The fight over the future of Hollywood just got nastier.
Paramount Skydance Corp. launched a hostile takeover bid for Warner Bros. Discovery Inc. at $30 a share in cash on Monday, just days after the company agreed to a deal with Netflix Inc. The offer values Warner Bros. at $108.4 billion, including debt.
The bid compares with Netflix’s offer of $27.75 in cash and stock. Paramount’s offer is for the entirety of Warner Bros., while Netflix is only interested in the Hollywood studios and streaming business.
“WBD shareholders deserve an opportunity to consider our superior all-cash offer for their shares in the entire company,” Paramount Chief Executive Officer David Ellison said in a statement. “Our public offer, which is on the same terms we provided to the Warner Bros. Discovery Board of Directors in private, provides superior value, and a more certain and quicker path to completion.”
Paramount, the parent of CBS, MTV and other media businesses, instigated the battle several months ago when it made multiple offers for Warner Bros. The company decided to put itself up for sale in October and received several rounds of bids, including from Netflix and Comcast Corp.
Under terms of the Dec. 5 deal announced with Netflix, Warner Bros. will continue with plans to spin off its cable TV networks, such as CNN, TNT and the Discovery Channel, before the planned merger closes.
Paramount had privately argued that its $30 a share offer was greater than Netflix’s, although that depends on the value investors place on the shares they receive in the spin off. According to a person close to the Paramount bid, they are valuing the spinoff at about $2 a share.
Bloomberg Intelligence analyst Geetha Ranganathan estimates that the cable channels are worth $4 for every Warner Bros. share, making the Netflix bid higher.
Paramount said its offer for the entirety of Warner Bros. gives shareholders $18 billion more in cash than the Netflix bid. Paramount has also argued that its transaction is more likely to be approved by regulators because Netflix has a much larger share of the streaming TV market than Paramount+.
“We’re really here to finish what we started,” Ellison said, speaking on CNBC.
Either winner is likely to face an extended review by regulators all over the globe.
When asked about the deal on Sunday, President Donald Trump said the Netflix transaction will “go through a process” and that “it is a big market share. It could be a problem.”
If Warner Bros. does break its current agreement, it will be required to pay Netflix a $2.8 billion fee, one typically borne by the new acquirer.
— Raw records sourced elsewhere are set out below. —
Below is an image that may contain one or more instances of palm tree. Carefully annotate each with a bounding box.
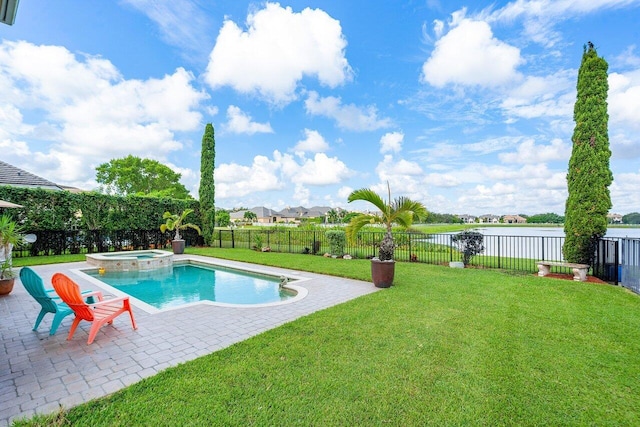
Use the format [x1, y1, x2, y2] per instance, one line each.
[160, 209, 202, 241]
[346, 183, 427, 261]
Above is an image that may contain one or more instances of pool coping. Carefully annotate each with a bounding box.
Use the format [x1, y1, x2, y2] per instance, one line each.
[72, 256, 311, 314]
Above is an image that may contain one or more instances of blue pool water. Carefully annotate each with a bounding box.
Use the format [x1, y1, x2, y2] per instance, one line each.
[86, 263, 295, 309]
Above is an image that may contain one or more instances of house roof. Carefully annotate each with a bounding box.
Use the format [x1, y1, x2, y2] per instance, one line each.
[0, 160, 64, 190]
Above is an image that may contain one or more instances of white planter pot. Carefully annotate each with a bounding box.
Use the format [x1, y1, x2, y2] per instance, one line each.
[449, 261, 465, 268]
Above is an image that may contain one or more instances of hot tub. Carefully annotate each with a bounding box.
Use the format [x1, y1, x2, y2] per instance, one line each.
[86, 250, 173, 271]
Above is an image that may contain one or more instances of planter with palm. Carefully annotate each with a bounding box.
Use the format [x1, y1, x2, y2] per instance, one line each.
[160, 209, 202, 254]
[346, 183, 427, 288]
[0, 214, 24, 295]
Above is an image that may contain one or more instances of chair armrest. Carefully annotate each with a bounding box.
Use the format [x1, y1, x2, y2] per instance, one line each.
[90, 296, 129, 308]
[83, 290, 104, 302]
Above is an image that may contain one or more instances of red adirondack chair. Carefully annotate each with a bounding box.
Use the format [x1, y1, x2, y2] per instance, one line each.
[51, 273, 137, 344]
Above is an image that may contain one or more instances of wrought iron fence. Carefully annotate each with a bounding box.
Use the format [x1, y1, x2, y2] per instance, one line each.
[13, 227, 624, 285]
[621, 238, 640, 294]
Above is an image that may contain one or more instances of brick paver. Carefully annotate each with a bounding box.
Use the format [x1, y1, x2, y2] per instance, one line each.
[0, 255, 377, 426]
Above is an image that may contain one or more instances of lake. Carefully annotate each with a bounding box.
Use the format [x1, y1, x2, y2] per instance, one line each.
[467, 226, 640, 239]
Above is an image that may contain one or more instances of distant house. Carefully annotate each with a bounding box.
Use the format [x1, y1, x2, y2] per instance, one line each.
[457, 214, 477, 224]
[230, 207, 280, 224]
[0, 160, 65, 191]
[479, 214, 500, 224]
[277, 206, 332, 223]
[502, 214, 527, 224]
[607, 213, 623, 224]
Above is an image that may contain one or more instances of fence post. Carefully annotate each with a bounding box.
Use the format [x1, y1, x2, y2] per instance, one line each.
[288, 230, 291, 253]
[231, 229, 235, 249]
[497, 236, 501, 269]
[541, 236, 545, 261]
[450, 234, 453, 262]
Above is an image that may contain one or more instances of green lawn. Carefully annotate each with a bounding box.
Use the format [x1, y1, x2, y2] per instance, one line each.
[15, 248, 640, 426]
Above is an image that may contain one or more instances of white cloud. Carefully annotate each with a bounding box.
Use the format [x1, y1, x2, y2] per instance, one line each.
[294, 129, 329, 153]
[223, 105, 273, 135]
[276, 151, 352, 185]
[499, 138, 571, 164]
[380, 132, 403, 154]
[304, 91, 392, 131]
[501, 71, 575, 119]
[0, 40, 207, 188]
[486, 0, 640, 47]
[122, 0, 213, 62]
[204, 2, 352, 105]
[215, 149, 352, 202]
[215, 155, 283, 198]
[371, 155, 427, 201]
[337, 186, 353, 199]
[421, 19, 522, 88]
[609, 71, 640, 131]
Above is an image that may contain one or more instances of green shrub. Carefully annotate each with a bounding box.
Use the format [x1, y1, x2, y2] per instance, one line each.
[325, 230, 346, 257]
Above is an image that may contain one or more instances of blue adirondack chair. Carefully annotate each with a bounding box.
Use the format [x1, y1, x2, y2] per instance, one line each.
[19, 267, 102, 335]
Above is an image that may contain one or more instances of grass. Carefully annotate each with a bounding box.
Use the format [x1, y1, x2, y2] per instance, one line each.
[14, 248, 640, 426]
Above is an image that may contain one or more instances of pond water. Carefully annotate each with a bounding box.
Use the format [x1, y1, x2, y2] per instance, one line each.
[468, 226, 640, 239]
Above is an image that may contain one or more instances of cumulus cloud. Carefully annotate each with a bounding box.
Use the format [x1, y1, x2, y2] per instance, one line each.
[215, 149, 352, 202]
[501, 71, 575, 119]
[304, 91, 392, 131]
[293, 129, 329, 153]
[499, 138, 571, 164]
[0, 40, 207, 187]
[380, 132, 403, 153]
[204, 2, 352, 105]
[215, 155, 283, 198]
[609, 71, 640, 131]
[223, 105, 273, 135]
[276, 151, 352, 185]
[421, 19, 522, 88]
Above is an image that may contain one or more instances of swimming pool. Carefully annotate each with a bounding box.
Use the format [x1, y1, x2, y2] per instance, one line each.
[79, 259, 308, 312]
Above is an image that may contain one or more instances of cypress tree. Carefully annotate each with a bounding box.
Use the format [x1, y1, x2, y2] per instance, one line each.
[563, 43, 612, 264]
[199, 123, 216, 245]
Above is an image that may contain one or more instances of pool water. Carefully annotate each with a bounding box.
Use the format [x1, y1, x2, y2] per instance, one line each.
[86, 264, 295, 309]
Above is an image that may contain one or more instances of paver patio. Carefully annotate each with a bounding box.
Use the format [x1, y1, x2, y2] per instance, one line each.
[0, 255, 378, 426]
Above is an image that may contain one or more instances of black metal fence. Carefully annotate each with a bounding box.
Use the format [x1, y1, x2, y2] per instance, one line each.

Netflix has agreed to pay $5.8 billion to Warner Bros. if the deal falls through on its end or doesn’t win regulatory approval.
According to a person familiar with Warner Bros.’ thinking, it will take an offer of about $33 a share to get the company to reconsider the Netflix sale.
In a regulatory filing, Paramount said financing for its bid included $11.8 billion from the Ellison family, $24 billion from three Middle East sovereign wealth funds, and additional funds from RedBird Capital Partners and Jared Kushner’s Affinity Partners.
The company also said it didn’t anticipate a review by the Committee on Foreign Investment in the US, a federal authority that scrutinizes deals with international funding.
“The Warner Bros Discovery acquisition is far from over,” said Ross Benes, an analyst at Emarketer. “Netflix is in the driver’s seat but there will be twists and turns before the finish line. Paramount will appeal to shareholders, regulators, and politicians to try to stymie Netflix. The battle could become prolonged.”
Bets on prediction marketplace Polymarket showed a 16% chance of Netflix closing the acquisition by the end of 2026, down from around 23% before Paramount made the hostile bid.
Warner Bros. shares were up 5.8% to $27.6 as trading got underway in New York on Monday. Paramount was up 5% while Netflix was down 4.7%.